# Its cold and my puppy won't go potty outside!



## Ardy (Aug 28, 2008)

Help! My puppy has been housebroke for several mo. She is 8 mo. old now. She likes to go outside, but she doesn't like to stay out there alone. It has turned really cold here, the temperature is at zero, but with the wind chill its even colder. it snowed some, but not alot and she has gone potty in the snow before. She hasn't peed or pooped this entire day. When we take her out she starts to squat like she's going to poop, but then she just sits down on her butt and doesn't want to move. I am wishing I had paper trained her, and I'm wondering now, is it too late to train her to go in the house on paper? And how would I go about It? I don't know how she can hold it much longer!


----------



## Mom2Sadie (Jan 28, 2008)

I would just continue to give her the opportunity to go potty outside. It's a pain, but just keep taking her out and telling her the potty command that you use. I've heard of dogs holding it for a looooong time. When she finally goes, praise her like crazy. Your other option is to bundle up and walk her until she goes. I feel for you!!


----------



## TooneyDogs (Aug 6, 2007)

They will learn to go even in the worst of weather. I help mine out by clearing the snow in an area with some wind break. Mine make a dash for the area and a dash back for the house.
Teaching them that it's OK to go inside and outside usually creates potty problems....they stop telling you they need to go out and paper training is not always reliable.


----------



## Westhighlander (Sep 28, 2007)

She can't hold it much longer, you've almost won.


----------



## Ardy (Aug 28, 2008)

Thanks. I'm just getting very frustrated because it seems like I've spent the whole day trying to get her to go. She begs to go out, acting like she does when she wants to go potty, but then when we get out there, she doesn't go.


----------



## TooneyDogs (Aug 6, 2007)

Ardy said:


> Thanks. I'm just getting very frustrated because it seems like I've spent the whole day trying to get her to go. She begs to go out, acting like she does when she wants to go potty, but then when we get out there, she doesn't go.

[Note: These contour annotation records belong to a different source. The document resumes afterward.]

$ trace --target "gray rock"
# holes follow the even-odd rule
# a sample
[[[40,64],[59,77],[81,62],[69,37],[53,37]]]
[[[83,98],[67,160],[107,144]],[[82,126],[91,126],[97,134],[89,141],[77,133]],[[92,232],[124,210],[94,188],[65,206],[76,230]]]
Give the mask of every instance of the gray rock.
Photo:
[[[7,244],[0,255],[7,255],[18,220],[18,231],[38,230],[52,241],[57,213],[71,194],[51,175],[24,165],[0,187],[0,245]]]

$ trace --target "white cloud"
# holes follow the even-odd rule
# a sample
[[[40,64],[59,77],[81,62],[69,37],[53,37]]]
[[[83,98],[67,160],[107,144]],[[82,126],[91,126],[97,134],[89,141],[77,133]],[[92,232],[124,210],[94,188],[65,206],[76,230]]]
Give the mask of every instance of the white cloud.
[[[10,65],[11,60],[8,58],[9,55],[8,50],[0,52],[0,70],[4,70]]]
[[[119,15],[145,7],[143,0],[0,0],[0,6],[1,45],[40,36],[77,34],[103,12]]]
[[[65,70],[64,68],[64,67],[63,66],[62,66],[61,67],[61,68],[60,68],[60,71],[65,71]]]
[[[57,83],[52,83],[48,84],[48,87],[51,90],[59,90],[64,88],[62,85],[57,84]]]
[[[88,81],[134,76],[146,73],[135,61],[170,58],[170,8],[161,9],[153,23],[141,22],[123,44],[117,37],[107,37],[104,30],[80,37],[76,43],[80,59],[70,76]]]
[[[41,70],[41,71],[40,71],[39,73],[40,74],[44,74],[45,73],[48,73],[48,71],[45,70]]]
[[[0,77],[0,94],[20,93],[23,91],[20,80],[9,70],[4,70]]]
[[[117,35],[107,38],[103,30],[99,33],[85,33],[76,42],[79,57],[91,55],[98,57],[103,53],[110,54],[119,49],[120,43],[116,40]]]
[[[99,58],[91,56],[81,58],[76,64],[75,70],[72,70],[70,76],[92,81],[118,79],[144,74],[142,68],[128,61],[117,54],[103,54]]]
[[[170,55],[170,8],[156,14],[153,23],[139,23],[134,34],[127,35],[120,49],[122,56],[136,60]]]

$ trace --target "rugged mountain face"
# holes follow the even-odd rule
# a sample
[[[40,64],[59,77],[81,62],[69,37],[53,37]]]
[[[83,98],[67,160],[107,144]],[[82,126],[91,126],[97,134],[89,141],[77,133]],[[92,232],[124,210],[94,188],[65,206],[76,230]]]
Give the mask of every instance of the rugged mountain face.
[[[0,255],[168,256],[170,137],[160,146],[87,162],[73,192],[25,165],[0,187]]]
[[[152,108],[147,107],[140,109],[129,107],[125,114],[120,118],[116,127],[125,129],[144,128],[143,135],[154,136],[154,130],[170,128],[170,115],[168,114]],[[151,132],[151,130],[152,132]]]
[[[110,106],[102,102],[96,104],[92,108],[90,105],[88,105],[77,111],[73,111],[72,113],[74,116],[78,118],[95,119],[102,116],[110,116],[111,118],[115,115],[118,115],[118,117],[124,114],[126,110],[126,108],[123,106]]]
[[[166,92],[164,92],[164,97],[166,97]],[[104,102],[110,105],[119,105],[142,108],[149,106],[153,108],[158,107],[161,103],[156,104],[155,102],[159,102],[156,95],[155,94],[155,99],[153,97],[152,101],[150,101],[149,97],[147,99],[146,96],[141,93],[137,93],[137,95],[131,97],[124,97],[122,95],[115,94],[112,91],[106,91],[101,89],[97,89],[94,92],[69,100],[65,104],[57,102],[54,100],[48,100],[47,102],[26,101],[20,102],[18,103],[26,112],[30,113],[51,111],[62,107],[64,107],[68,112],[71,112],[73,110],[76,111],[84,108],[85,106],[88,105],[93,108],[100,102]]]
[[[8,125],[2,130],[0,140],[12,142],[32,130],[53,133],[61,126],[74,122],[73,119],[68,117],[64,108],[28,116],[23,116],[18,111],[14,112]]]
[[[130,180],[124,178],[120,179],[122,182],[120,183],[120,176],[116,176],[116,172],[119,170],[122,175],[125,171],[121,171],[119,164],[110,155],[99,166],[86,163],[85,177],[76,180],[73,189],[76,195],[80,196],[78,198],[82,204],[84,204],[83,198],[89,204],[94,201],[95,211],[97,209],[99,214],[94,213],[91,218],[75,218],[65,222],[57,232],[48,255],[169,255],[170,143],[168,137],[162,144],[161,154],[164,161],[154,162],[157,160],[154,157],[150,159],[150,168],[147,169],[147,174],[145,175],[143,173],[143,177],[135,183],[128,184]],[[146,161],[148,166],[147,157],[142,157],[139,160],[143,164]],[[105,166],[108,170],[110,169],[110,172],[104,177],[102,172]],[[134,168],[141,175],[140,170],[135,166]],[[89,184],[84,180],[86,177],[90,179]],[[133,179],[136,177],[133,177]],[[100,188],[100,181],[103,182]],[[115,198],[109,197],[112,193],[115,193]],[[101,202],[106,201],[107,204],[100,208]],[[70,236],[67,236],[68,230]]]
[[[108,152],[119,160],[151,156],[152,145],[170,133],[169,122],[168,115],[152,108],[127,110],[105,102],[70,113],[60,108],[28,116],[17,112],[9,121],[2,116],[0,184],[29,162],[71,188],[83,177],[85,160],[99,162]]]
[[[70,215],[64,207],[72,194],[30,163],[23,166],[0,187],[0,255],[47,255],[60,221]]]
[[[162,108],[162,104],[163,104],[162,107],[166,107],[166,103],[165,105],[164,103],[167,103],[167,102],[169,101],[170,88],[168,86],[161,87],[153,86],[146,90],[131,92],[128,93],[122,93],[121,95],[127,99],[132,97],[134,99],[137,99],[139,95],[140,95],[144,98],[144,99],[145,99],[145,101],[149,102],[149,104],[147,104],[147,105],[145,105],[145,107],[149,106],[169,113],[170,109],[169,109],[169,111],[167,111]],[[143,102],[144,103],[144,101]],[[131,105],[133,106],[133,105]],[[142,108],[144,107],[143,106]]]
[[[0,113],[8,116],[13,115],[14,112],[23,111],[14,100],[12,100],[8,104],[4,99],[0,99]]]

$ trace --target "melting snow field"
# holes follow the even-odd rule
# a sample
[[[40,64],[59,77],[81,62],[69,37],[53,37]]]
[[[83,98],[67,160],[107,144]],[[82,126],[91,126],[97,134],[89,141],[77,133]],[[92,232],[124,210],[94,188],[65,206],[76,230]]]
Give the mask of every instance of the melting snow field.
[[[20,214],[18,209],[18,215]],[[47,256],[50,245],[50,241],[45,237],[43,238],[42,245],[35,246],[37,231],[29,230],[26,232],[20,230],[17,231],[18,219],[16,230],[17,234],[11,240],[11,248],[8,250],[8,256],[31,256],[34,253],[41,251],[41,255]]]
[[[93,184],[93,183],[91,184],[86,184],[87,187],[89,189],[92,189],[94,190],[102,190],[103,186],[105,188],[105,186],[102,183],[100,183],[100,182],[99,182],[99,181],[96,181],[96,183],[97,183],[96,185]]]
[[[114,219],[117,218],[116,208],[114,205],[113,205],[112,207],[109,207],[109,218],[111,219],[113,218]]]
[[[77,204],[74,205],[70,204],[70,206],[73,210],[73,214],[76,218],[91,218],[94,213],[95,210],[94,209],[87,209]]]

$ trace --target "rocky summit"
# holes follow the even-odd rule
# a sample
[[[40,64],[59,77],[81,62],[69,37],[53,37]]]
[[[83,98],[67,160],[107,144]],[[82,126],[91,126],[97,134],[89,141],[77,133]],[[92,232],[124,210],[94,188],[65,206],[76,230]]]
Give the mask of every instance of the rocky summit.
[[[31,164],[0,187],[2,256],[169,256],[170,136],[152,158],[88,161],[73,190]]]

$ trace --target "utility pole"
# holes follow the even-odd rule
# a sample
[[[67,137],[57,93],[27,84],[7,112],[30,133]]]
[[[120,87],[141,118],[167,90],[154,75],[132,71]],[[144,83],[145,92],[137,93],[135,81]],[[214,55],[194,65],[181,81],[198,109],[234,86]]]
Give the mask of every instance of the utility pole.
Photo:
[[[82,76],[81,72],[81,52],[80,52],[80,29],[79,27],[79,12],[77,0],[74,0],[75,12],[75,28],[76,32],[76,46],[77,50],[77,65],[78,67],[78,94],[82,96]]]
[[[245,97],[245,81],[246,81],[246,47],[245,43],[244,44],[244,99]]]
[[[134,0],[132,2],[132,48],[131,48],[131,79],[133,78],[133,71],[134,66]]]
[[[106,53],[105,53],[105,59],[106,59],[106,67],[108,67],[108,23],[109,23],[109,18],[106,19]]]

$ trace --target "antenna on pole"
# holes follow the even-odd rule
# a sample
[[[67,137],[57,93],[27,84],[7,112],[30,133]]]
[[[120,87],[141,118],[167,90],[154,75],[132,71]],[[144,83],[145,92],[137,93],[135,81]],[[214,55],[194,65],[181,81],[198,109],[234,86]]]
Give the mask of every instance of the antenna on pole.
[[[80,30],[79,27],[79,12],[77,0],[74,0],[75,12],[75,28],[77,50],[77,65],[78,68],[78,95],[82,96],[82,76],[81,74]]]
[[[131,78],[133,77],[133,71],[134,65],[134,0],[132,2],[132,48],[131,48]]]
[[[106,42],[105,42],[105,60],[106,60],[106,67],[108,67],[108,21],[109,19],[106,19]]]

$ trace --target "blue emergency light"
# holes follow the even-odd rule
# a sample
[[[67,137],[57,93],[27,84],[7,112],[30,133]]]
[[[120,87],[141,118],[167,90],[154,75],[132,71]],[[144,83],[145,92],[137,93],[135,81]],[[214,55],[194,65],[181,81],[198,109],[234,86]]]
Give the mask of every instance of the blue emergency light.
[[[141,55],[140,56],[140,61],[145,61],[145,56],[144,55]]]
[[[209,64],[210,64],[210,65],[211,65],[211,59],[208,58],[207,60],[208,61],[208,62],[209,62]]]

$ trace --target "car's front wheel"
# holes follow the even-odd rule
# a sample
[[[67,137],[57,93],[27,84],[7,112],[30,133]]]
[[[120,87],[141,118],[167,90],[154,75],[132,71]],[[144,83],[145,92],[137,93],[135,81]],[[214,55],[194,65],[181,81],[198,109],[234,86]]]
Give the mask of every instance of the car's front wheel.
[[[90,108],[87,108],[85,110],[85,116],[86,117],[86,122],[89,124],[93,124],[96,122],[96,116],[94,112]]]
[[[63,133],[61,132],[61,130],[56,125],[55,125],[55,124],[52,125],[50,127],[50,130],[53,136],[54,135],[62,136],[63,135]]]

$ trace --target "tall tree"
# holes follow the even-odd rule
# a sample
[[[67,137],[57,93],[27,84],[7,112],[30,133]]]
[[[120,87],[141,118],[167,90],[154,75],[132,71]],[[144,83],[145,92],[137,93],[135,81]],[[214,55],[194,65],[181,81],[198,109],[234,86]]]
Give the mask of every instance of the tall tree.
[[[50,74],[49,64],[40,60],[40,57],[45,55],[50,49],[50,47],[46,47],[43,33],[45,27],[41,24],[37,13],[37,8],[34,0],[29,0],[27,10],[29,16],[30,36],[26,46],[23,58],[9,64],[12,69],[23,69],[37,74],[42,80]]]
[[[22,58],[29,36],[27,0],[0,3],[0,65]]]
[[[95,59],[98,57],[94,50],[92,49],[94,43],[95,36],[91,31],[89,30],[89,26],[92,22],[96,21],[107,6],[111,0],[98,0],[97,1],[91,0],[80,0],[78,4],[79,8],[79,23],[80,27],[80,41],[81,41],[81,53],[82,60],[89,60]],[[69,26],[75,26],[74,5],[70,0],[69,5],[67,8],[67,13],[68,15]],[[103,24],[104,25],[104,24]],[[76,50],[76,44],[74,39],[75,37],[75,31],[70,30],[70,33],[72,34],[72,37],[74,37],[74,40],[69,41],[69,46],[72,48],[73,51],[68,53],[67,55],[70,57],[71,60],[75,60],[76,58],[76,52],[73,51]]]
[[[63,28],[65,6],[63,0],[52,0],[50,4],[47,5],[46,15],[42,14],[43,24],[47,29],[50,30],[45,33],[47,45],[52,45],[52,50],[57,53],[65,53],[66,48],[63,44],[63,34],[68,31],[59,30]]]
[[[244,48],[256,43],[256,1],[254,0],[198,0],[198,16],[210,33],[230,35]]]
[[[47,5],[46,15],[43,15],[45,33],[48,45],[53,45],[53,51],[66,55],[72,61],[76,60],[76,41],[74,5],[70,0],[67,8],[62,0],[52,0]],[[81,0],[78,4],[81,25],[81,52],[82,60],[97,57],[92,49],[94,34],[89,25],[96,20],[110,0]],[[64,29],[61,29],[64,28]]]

That's a side effect of potty training....getting your attention. That's not all bad. The trick is knowing which is which and finding a better outlet for her attention/interaction with you. Basic obedience (teaching sit, down, etc.) is a wonderful alternative.


----------



## noisebug (Nov 22, 2008)

Its -40'C here right now, but Max will go. Granted, he hates it this cold and I don't blame him... I don't really think its safe to keep a dog out this long in this type of whether. 

But if he has to go he goes, and then we run in the house.

When you say 0, do you mean 'C or 'F?

If it ever gets a bit warmer, you need to stay out with your dog until she goes... than praise her and give her a treat. If it takes 45 min, so be it. But she needs to understand that, that is the time to go. Once she knows it will click forever.


----------



## Ardy (Aug 28, 2008)

Its 0 F, but with the wind its well below zero. She finally went poop, but hasn't peed yet. I can't believe she can hold it this long, since 7 this morning, and its now 10 pm.


----------



## notamamayet (May 3, 2008)

it's in the -40's here now, poor Hurley is only 6lbs, so we've got him decked out in a sweater (which he whines when we take it off), and this week he's getting boots too. He's never gone out alone, as he could slip through our fence, but I still feel guilty about making him go out for those two minutes to potty!


----------



## Ardy (Aug 28, 2008)

I guess part of it was just her getting used to the extreme cold, cause she is doing better now. I hadn't thought of the fact that this is her first winter, she's never been out in this weather before. It got a little above zero today, and she actually stayed out and played in the snow. 
Thanks for your replies here, this was a new experience for me, never had an inside dog before, and it made me feel better when you all told me to just hang in there.


----------